Nonportable code in C++ support
Kuba Ober
kuba at mareimbrium.org
Sat Feb 16 15:34:16 UTC 2008
On Friday 15 February 2008, Matthew Woehlke wrote:
> Esben Mose Hansen wrote:
> > On Friday 15 February 2008 20:14:15 Matthew Woehlke wrote:
> >> Isn't this a *really* good reason to strip the last couple bits? I.e.
> >> because otherwise with a small table you will *always* get collisions
> >> due to the last 2-4 bits always being 0?
> >
> > Most hashtable implementations uses a modulo by some number of the form
> > 2^N-1 or similar, you would not get increased collisions. This why e.g.
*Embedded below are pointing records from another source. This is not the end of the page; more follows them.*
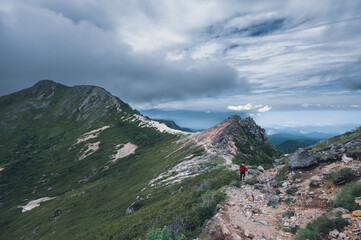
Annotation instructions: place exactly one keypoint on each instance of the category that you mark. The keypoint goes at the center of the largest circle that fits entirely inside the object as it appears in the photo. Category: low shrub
(252, 181)
(320, 227)
(235, 183)
(282, 173)
(346, 196)
(162, 234)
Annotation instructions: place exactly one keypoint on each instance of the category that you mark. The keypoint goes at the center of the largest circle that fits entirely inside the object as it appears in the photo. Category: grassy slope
(339, 139)
(39, 154)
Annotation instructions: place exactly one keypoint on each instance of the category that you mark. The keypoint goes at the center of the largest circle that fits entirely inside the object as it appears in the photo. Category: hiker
(242, 169)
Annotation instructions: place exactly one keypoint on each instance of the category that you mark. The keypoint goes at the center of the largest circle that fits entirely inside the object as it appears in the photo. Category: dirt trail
(247, 214)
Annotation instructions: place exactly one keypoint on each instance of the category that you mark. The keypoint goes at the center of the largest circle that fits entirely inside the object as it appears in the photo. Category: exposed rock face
(273, 200)
(301, 159)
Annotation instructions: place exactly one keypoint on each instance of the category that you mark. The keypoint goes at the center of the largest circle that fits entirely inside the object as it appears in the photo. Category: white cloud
(205, 51)
(264, 109)
(249, 106)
> > the upcoming implementation of the hash table in the C++ std library just
> > uses a straight reinterpret_cast.
>
> Hmm, well... a particular algorithm I'm familiar with doesn't :-). And
> for good reason (keep reading...).
>
> >> Seriously, how long does a bit-shift operation take? It's measured in
> >> single-digit /cycles/ after all... It's measurable compared to the cost
> >> of calling the hash function, but not compared to much else.
> >
> > A hash function can be called very often. Just the other day, a 70s
> > optimisation program managed to call hash<T*> 250 million times. If the
> > result is improved, it might be worth it using the 250 million cycles (I
> > mean, what is that these days?), but in this case it is not. It just
> > means more complicated code with worse performance for no real gain.
>
> Ok... that would make a shift here *almost* a 0.2% performance hit on a
> typical recent machine. I can't say I'm terrifically worried about that.
>
> However, you failed to take something into account. You don't just call
> hash(foo), because to get the hash table index you actually have to call
> reduce(hash(foo)). The reduce function matters... a *lot*.
>
> In order for a no-op pointer hash function to not suck, you /must/ use
> the modulo-2**n-1 reduce() function you mentioned, but idivl is hugely
> more expensive than andl, even after the more complicated hash function
> needed by a modulo-2**n hash table. A modulo-2**n hash table (where
> reduce() == andl) with a shrl hash function should neatly outperform* a
> modulo-2**n-1 hash table (reduce() == movl+cltd+idivl) with a no-op hash
> function.
>
> (* Did I say "outperform"? I meant "kick the pants off"... testing 2**30
> iterations of shrl+and vs movl+cltd+idivl in a loopl on a Xeon, the
> latter was around 20x slower. The times were 0m1.118s vs 0m27.393s.
> Sources attached.)
Are those tight loops realistic? What about memory accesses etc? I presume
that an idivl followed by a memory access will somewhat amortize the cost of
the latter, and so on. I'd suggest trying to do an assembly implementation of
the whole hash lookup, and run it with cold cache
(even /bin/cat /usr/lib/libc.a > /dev/null should do it).
Besides, to get remainder off a constant division you can always do two
multiplies and a subtract. I don't know if that's any faster, but it may be
worth trying. Especially if the multiplies can be done in parallel (for
current and previous reduces) using SIMD operations.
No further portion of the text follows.